三浦:これまでアクティビティ・ベースド・ワーキングは社内に限られていましたが、今後は移動の制約を離れ、街や全世界に対象が拡大していくと思います。そのなかで、遊びながら働くことも現実になるでしょう。とはいえ、一人で働く寂しさや自宅作業の非効率さを知った人もいるので、オフィスに集まろうとする動きもあるはずです。さらに、働き方が多様になることで、複数の会社に所属する人があらわれたり、オフィス区画も複数の会社でシェアすることが一般的になってくると思います。個人と会社の在り方が変わる時代にもマッチした空間を提供していきたいと思います。

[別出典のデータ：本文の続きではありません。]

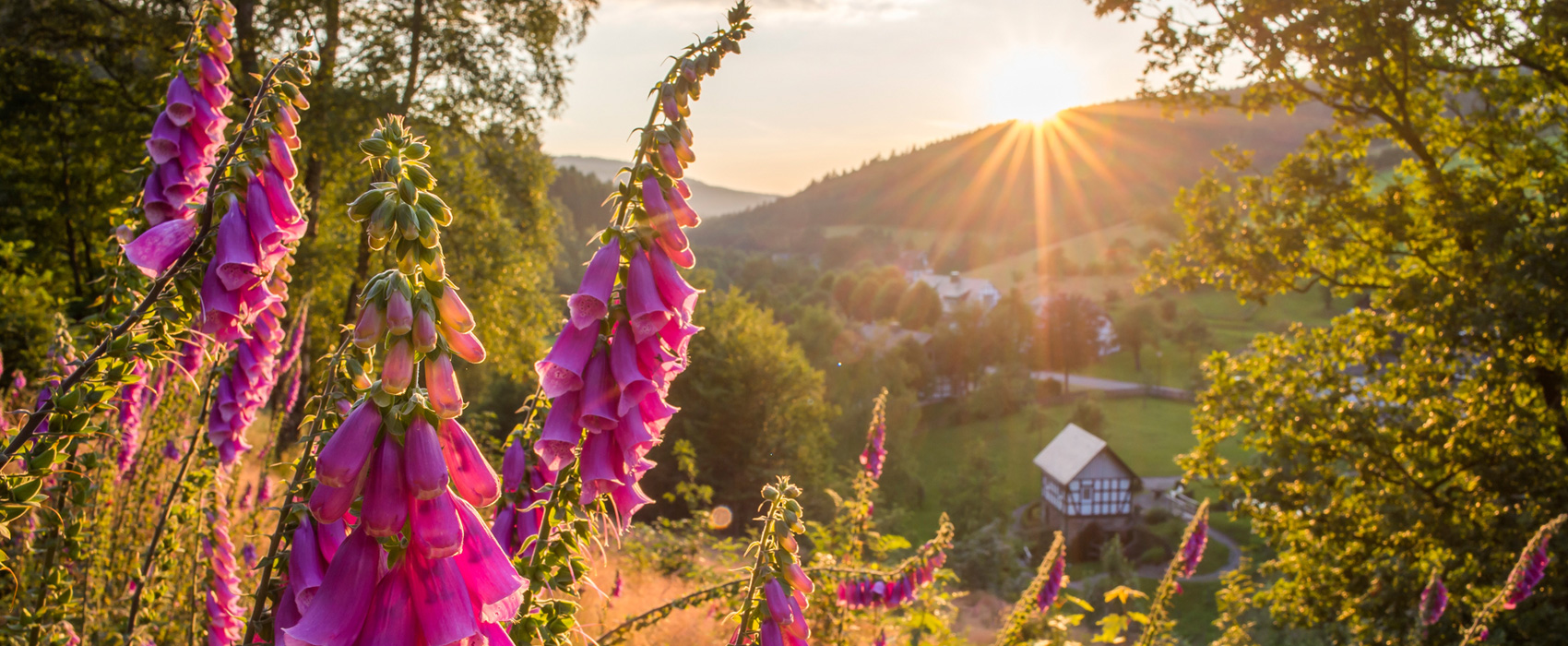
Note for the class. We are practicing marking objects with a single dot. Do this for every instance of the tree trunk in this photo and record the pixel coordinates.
(361, 270)
(412, 55)
(325, 76)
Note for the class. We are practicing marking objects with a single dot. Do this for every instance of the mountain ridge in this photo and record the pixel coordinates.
(1021, 185)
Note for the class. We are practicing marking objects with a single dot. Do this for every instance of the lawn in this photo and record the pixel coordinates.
(1233, 325)
(1146, 433)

鼎談で度々登場したのは、「働き方の多様化」や「選択制の社会」というワードであった。まだまだ新型コロナの終息は見えないが、これからの働き方はひとつのモデルに集約されるようなものではなく、各自が考え、選び取るものになっていくのかもしれない。

登壇者プロフィール

秋沢祟夫
株式会社ニット代表取締役。青山学院大学卒業後、IT企業に入社し、営業・事業開発に関わり24歳で営業部長に。起業すると決めて32歳で退職したのち、起業の軸を探すために、東南アジアやアメリカを放浪する旅に出る。旅の最中にリモートワークを経験したことをきっかけに、HELP YOUサービスを立ち上げる。

山口若葉
NagatachoGRiD管理人。また、現在は個人事業主として全国空き家住み放題サービスのADDressや就活の当たり前を変えるオンライン就活等、変化する価値観に寄り添うサービスのイベント支援も行なう。

三浦圭太
ヒトカラメディアワークプロデュース事業部責任者。店舗/商業デザイン事務所を経て2008年から三井デザインテックにてチーフデザイナーとして商業施設、オフィスを中心としたデザインワークを手がける。株式会社ヒトカラメディアでは、事業責任者としてプランニング設計チームと移転戦略・不動産バリューアップチームを統括する。